Die wichtigsten Ergebnisse der vorliegenden Studie waren, dass
1) eine höhere horizontale Kraftproduktionskapazität bei niedriger Geschwindigkeit (FH0) mit einem geringeren Risiko verbunden war, in der nächsten Woche eine neue Verletzung der unteren Gliedmaßen zu erleiden, und
2) dass die Athleten nach einer Verletzung der unteren Gliedmaßen im Durchschnitt etwa 1,5 Monate brauchten, um ihre FH0- und v0-Werte von vor der Verletzung wieder zu erreichen, wobei diese Zeitspanne je nach Athlet sehr unterschiedlich war.

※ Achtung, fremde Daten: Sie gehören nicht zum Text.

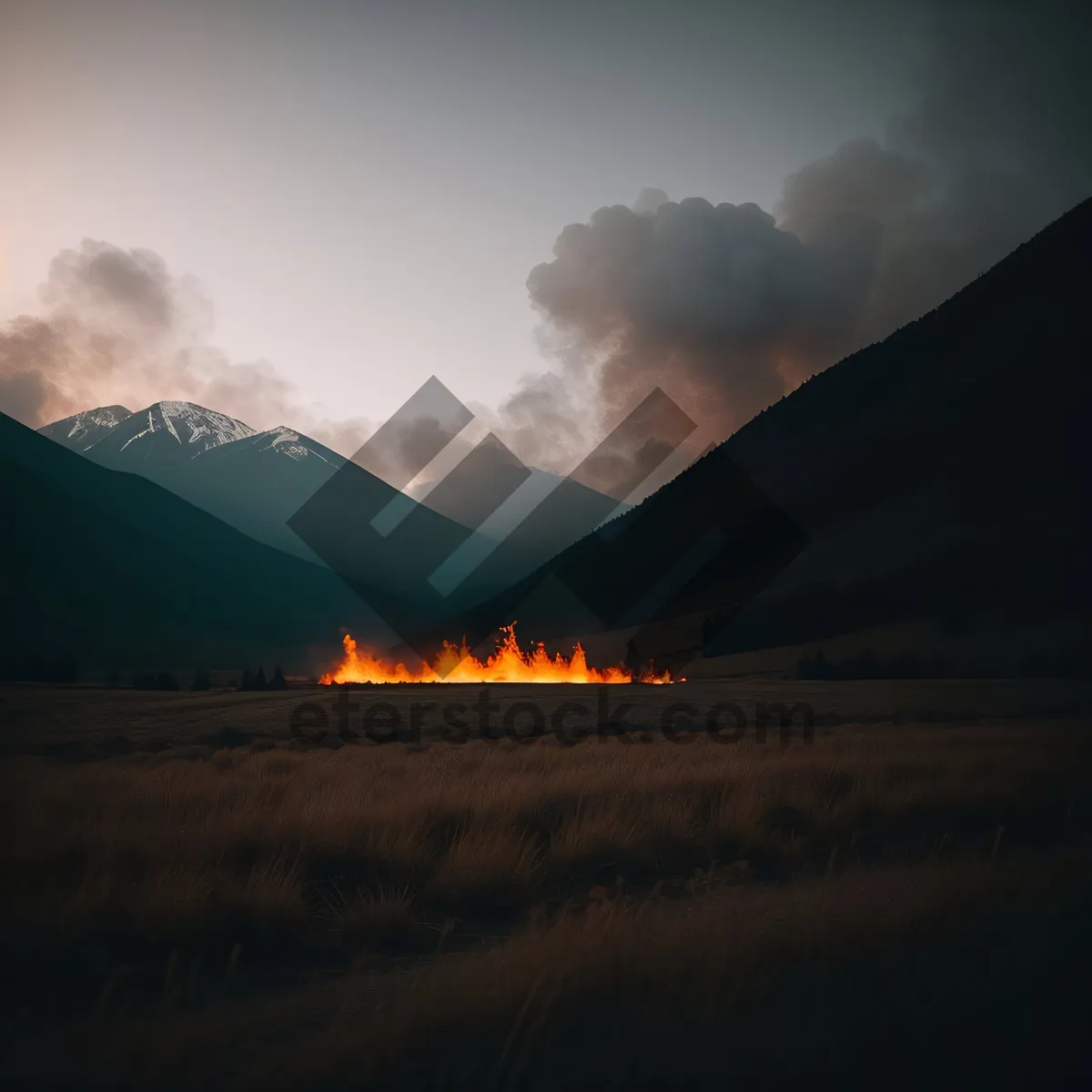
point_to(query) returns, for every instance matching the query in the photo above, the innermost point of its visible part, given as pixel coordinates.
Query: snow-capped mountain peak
(83, 430)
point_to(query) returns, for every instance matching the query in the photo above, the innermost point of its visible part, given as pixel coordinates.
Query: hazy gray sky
(361, 189)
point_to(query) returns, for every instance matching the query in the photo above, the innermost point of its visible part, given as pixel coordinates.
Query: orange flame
(508, 664)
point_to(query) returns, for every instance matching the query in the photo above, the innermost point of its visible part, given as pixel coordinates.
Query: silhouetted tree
(66, 670)
(167, 682)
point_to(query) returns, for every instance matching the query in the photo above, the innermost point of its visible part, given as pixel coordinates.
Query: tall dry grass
(496, 906)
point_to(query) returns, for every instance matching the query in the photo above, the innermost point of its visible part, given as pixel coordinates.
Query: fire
(508, 664)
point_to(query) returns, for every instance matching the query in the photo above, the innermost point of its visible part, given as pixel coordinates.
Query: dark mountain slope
(937, 475)
(121, 572)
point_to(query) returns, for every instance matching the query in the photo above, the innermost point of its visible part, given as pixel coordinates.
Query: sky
(361, 189)
(338, 200)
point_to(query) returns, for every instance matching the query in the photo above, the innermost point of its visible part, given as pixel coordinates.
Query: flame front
(508, 664)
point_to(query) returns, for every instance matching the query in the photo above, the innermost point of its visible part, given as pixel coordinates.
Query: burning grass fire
(508, 664)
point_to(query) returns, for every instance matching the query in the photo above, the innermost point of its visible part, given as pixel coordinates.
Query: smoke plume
(727, 307)
(117, 327)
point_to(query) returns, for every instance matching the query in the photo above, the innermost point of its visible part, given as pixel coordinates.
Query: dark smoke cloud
(119, 328)
(727, 307)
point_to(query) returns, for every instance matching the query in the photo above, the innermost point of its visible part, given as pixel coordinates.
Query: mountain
(83, 430)
(119, 572)
(257, 481)
(935, 478)
(165, 432)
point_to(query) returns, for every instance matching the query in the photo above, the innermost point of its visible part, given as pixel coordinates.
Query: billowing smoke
(727, 307)
(117, 327)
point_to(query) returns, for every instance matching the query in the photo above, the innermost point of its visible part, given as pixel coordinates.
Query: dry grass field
(197, 894)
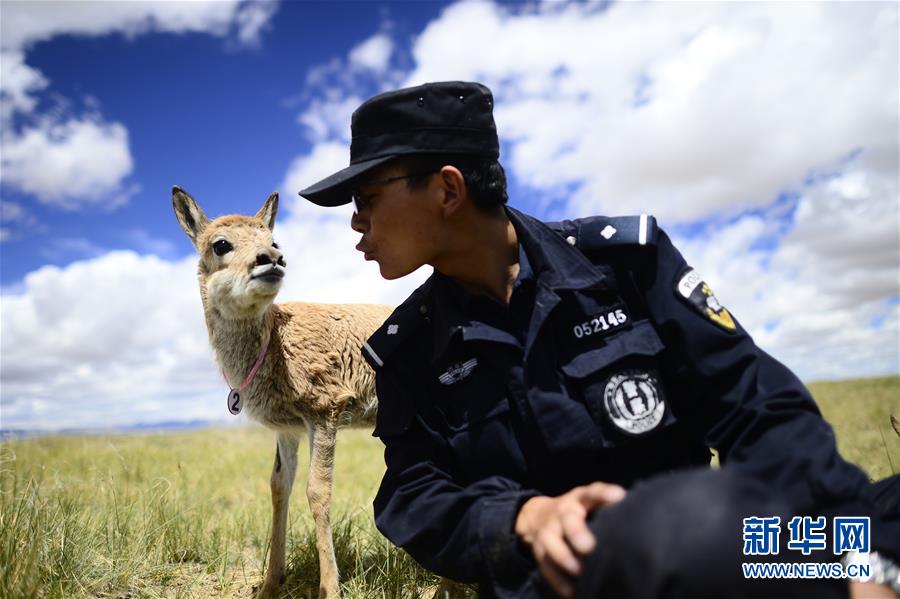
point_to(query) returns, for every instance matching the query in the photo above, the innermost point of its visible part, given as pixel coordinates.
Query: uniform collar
(557, 264)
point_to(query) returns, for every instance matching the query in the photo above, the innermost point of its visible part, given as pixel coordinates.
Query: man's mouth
(368, 253)
(269, 274)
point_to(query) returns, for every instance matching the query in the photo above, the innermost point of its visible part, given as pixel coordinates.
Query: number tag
(601, 323)
(235, 403)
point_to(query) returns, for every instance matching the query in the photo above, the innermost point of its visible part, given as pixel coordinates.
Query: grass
(187, 514)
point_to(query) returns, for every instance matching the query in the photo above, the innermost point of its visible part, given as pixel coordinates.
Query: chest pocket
(620, 385)
(468, 394)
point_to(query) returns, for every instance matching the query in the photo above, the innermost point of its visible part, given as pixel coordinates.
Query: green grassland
(187, 514)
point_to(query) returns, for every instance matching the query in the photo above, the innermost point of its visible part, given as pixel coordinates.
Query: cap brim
(335, 189)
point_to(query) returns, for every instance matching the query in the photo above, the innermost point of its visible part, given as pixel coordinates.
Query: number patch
(601, 323)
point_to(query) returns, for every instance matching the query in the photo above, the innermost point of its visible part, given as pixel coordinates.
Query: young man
(537, 389)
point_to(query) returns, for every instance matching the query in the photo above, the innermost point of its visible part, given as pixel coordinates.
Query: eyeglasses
(360, 203)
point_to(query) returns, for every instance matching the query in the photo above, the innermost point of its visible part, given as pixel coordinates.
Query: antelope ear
(190, 216)
(269, 210)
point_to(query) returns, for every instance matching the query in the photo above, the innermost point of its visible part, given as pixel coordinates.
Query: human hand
(555, 528)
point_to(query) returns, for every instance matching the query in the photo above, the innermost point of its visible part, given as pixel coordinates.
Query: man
(532, 391)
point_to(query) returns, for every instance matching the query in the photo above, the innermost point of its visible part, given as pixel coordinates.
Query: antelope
(292, 366)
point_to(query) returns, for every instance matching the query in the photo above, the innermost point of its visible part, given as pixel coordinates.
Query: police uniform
(613, 362)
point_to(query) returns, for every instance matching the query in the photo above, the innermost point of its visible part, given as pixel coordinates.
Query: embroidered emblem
(458, 372)
(633, 403)
(697, 293)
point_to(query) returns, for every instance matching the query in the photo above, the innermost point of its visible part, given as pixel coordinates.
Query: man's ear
(269, 210)
(189, 215)
(455, 191)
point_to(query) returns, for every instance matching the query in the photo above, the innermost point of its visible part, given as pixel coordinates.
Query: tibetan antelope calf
(291, 366)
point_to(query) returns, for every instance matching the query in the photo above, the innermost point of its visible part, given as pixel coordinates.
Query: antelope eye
(222, 247)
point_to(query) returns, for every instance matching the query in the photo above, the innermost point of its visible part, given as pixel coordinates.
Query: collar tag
(235, 403)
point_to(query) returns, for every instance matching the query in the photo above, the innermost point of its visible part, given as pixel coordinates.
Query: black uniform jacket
(613, 362)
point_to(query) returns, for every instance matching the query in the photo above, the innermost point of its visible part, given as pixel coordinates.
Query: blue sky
(764, 136)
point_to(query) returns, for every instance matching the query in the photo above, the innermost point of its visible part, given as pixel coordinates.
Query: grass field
(187, 514)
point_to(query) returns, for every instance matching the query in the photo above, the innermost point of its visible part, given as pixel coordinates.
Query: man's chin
(389, 273)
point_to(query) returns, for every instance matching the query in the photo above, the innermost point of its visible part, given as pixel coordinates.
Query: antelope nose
(269, 258)
(263, 259)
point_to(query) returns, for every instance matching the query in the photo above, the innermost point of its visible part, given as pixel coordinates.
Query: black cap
(450, 117)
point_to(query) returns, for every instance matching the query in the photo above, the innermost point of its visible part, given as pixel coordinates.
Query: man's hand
(556, 530)
(870, 590)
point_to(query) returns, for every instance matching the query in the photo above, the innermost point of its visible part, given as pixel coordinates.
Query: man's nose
(358, 223)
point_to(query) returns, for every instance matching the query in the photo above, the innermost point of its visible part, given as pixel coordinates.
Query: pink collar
(235, 401)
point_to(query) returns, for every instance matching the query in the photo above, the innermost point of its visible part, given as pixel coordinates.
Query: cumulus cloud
(70, 164)
(763, 135)
(67, 362)
(374, 53)
(651, 107)
(770, 129)
(70, 161)
(145, 356)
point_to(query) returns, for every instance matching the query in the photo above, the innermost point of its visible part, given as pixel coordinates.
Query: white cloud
(324, 159)
(694, 112)
(824, 301)
(652, 107)
(69, 164)
(120, 338)
(77, 161)
(373, 54)
(252, 18)
(330, 120)
(704, 113)
(97, 343)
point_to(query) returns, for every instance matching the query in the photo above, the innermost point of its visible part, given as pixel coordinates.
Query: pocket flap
(641, 339)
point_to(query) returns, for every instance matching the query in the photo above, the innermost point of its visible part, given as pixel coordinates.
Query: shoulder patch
(409, 317)
(691, 289)
(608, 231)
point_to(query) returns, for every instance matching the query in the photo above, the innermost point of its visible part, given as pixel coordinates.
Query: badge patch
(458, 372)
(607, 321)
(633, 403)
(697, 293)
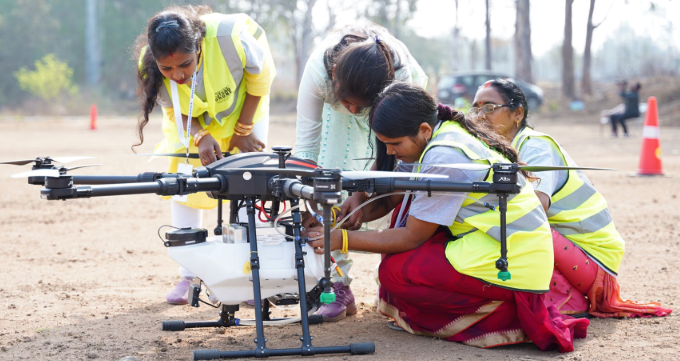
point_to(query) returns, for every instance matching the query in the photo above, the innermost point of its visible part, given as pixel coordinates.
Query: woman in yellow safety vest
(216, 68)
(439, 277)
(588, 249)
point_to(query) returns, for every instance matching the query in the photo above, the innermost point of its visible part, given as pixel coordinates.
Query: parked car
(457, 85)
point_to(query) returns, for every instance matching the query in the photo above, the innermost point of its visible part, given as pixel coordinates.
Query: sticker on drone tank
(183, 168)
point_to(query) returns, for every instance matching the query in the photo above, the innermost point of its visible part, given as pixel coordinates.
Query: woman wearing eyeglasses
(448, 287)
(588, 249)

Methodische Einschränkungen
Wir müssen einräumen, dass
i) die Anzahl der eingeschlossenen Athleten als gering angesehen werden kann,
ii) der Rekrutierungspool nur aus einer Trainingsgruppe bestand,
iii) die prospektive Verletzungsdatenerfassung mehrere verschiedene Kanäle nutzte,
iv) nur die mechanische Sprintleistung und Verletzungen der unteren Gliedmaßen während dieser Studie erfasst wurden und
v) die Messungen der mechanischen Sprintleistung nicht in jeder Woche der Nachuntersuchung durchgeführt wurden.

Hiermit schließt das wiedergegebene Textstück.